Challenges and Way Forward

ChallengesWay Forward
Low public health spending and reliance on insurance schemes.Increase government expenditure and prioritise primary healthcare.
Unregulated private sector and frequent overcharging.Enforce Clinical Establishments Act, standardise rates, ensure transparency.
High cost of medicines and irrational drug practices.Expand price control, remove GST on essential drugs, boost public manufacturing.
Poor working conditions for health workers.Ensure permanent jobs, better wages, social security, and safe workplaces.
Social discrimination affecting access.Embed inclusion policies, empower marginalised groups, decentralised community monitoring.
Weak grievance redress and patient rights mechanisms.Strengthen patient rights charter, accessible complaint systems, and legal accountability.

Conclusion

India’s health system requires structural reforms that strengthen public institutions, regulate the private sector, and ensure equity. Recognising health as a fundamental right and investing in resilient public systems are essential for universal, affordable, and rights-based health care. The convention provides momentum for transforming health governance to place people, not profits, at the centre.

EnsureIAS Mains Question

Q. Discuss the key structural challenges facing India’s public health system. How can stronger regulation, increased public financing, and community-led governance support the realisation of the right to health? (250 Words)

 

EnsureIAS Prelims Question

Q. With reference to public health governance in India, consider the following statements:

1.     More than 80% of medicines in India fall outside price control.

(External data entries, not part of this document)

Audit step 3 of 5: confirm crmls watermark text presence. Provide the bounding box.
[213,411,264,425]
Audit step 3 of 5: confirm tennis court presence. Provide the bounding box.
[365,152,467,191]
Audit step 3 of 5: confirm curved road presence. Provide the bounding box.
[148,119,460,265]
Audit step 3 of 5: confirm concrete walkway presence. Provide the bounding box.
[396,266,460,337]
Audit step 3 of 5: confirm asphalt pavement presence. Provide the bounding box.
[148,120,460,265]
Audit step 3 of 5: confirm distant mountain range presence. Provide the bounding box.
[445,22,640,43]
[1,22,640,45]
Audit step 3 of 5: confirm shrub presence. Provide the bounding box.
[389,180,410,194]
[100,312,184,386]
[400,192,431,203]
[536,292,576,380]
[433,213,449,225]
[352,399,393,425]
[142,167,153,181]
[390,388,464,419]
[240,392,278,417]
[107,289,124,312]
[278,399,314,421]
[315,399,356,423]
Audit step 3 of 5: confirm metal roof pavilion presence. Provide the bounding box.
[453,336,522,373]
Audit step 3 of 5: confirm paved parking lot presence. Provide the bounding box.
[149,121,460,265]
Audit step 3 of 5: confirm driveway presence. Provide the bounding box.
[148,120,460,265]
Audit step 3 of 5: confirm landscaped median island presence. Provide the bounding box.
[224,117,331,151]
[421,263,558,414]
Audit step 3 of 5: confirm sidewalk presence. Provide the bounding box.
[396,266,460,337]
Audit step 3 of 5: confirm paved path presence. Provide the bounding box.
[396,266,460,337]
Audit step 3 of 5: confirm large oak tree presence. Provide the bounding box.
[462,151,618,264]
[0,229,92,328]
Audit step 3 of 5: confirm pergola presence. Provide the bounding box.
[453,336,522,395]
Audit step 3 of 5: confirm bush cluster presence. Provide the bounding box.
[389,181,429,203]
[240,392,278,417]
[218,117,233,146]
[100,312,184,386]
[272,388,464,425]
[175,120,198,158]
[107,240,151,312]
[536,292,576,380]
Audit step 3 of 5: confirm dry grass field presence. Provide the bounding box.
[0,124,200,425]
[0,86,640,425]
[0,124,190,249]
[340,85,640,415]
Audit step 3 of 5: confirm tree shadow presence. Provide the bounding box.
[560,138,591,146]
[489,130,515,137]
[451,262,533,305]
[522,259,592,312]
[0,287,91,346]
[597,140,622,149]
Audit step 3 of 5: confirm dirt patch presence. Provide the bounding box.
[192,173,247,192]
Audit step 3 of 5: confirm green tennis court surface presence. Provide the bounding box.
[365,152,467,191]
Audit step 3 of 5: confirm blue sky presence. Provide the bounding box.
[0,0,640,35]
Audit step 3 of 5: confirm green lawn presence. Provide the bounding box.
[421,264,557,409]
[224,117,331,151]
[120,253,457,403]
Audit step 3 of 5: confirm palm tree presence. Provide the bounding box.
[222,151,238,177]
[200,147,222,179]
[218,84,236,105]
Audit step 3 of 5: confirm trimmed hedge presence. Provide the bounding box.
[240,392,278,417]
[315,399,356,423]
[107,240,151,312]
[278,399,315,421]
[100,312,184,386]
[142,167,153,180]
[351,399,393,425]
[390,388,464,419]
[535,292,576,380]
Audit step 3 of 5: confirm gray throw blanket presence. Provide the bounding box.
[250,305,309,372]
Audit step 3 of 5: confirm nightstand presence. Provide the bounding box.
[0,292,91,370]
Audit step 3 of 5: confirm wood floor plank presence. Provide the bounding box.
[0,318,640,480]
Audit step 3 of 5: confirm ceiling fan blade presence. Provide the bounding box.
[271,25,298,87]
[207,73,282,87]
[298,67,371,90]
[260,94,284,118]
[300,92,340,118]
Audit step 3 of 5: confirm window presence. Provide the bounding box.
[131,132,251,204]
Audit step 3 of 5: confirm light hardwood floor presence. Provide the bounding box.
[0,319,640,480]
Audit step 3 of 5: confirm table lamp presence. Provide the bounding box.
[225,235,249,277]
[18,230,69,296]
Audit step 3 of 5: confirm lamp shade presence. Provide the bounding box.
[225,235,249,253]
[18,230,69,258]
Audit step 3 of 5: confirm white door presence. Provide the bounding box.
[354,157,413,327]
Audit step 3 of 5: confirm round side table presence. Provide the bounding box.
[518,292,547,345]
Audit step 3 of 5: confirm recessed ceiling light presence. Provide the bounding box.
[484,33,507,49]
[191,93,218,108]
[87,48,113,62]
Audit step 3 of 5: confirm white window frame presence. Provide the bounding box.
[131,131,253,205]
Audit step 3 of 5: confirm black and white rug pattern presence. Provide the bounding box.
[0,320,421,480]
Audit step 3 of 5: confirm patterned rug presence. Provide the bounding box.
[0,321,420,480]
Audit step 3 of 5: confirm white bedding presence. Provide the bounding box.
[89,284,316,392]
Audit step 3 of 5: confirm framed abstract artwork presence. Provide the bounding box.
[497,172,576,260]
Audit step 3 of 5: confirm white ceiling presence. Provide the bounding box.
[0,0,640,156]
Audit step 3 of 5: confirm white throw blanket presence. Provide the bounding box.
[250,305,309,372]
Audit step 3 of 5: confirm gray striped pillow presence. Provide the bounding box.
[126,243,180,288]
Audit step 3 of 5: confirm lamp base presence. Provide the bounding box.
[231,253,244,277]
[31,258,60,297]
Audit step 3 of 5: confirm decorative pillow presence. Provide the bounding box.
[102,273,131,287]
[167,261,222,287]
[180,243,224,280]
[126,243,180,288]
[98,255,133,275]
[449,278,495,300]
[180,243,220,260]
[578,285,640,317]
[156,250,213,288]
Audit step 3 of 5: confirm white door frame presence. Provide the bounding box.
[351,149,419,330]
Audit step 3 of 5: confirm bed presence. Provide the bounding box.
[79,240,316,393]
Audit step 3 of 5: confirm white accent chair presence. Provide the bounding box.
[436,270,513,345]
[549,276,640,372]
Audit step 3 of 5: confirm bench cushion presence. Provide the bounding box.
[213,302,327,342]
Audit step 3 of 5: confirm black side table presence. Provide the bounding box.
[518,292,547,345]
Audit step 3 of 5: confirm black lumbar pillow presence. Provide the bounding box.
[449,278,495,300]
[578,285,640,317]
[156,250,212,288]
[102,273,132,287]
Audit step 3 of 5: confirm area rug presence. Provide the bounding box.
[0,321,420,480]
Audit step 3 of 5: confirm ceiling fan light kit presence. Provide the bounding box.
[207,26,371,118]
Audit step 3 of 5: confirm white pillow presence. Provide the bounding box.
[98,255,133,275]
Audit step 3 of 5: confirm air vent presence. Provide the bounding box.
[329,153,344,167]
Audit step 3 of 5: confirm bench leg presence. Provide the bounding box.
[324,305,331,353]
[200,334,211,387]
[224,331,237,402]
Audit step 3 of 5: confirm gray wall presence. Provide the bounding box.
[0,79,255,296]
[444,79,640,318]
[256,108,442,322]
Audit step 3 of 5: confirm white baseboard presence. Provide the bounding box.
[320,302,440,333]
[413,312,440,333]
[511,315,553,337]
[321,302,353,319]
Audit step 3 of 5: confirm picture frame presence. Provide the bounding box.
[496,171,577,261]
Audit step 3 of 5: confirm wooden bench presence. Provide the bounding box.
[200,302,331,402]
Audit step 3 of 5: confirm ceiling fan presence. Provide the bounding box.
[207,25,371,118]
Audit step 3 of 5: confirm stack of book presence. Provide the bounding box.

2.     India allocates around 2% of the Union Budget to the health sector.

3.     The Clinical Establishments Act, 2010 is uniformly implemented across all Indian States.

4.     Out-of-pocket expenditure in India is driven mainly by spending on medicines.

Which of the statements given above are correct?

 (a) 1, 2 and 4 only
 (b) 1 and 3 only
 (c) 2 and 4 only
 (d) 1, 2, 3 and 4

Answer: (a) 1, 2 and 4 only

Explanation:

Statement 1 is correct: Around 80% of medicines in India remain outside price control, contributing to high household expenditure.
Statement 2 is correct: India’s public spending on health is about 2% of the Union Budget, which is among the lowest globally.
Statement 3 is incorrect: The Clinical Establishments Act is not implemented uniformly; several States have not adopted it.
Statement 4 is correct: Medicines form nearly half of total out-of-pocket spending, making them the largest cost component.